The previous post began an exploration of a key conundrum in quantum physics, the question of measurement and the deeper mystery of the divide between quantum and classical mechanics. This post continues the journey, so if you missed that post, you should go read it now.

Last time, I introduced the notion that “measurement” of a quantum system causes “wavefunction collapse”. In this post I’ll dig more deeply into what that is and why it’s perceived as so disturbing to the theory.

Caveat lector: This post contains a tiny bit of simple geometry.

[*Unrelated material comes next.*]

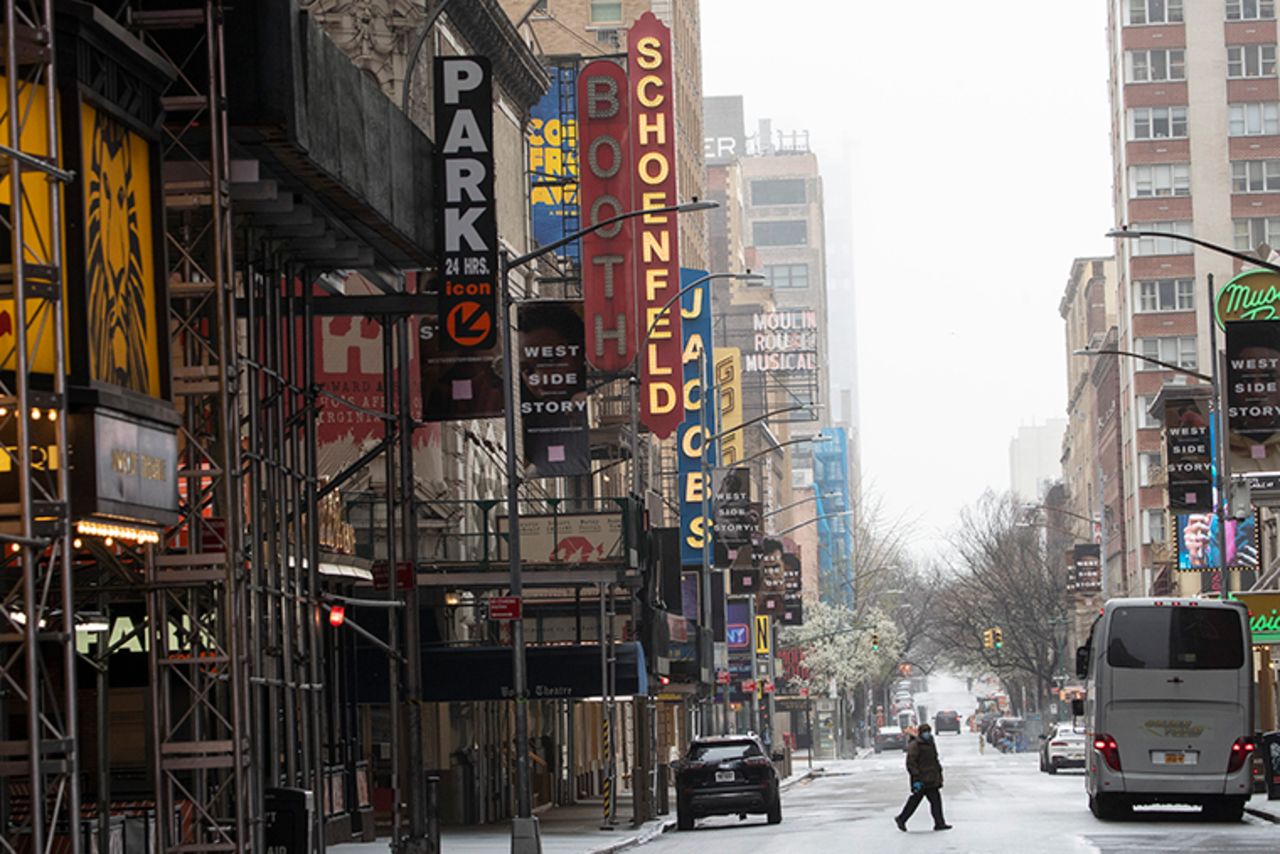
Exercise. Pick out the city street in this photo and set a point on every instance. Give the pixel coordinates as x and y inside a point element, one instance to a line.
<point>996,803</point>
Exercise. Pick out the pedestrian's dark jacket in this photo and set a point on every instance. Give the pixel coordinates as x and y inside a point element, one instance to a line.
<point>922,762</point>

To begin, mechanics is the study of a system’s dynamics, the forces that act on it, and the resulting motion of that system. There are two important points about classical mechanics: Firstly, it directly corresponds to accessible physical objects. Secondly, it is inherently nonlinear. Both in contrast to quantum mechanics, which involves the mysterious quantum state and is linear.

A bit of history: Classical mechanics begins with Newton’s laws of motion in 1687. One-hundred years later, in 1788, Joseph-Louis Lagrange extended classical mechanics with Lagrangian mechanics. His work introduced the notion of the principle of least action. Almost fifty years after that, in 1833, the great mathematician William Hamilton further extended classical mechanics with Hamiltonian mechanics. He added the notion of a Hamiltonian, a notion also important in quantum mechanics. A key difference between Newton’s formulation and the extensions by Lagrange and Hamilton is that the former is in terms of forces on objects whereas the latter is in terms of a system’s energy.

The parabola of x2

For one example of the nonlinearity of classical mechanics we can look at Newton’s famous second law, F=ma, which says that the force (F) on an object is the product of its mass (m) times its acceleration (a).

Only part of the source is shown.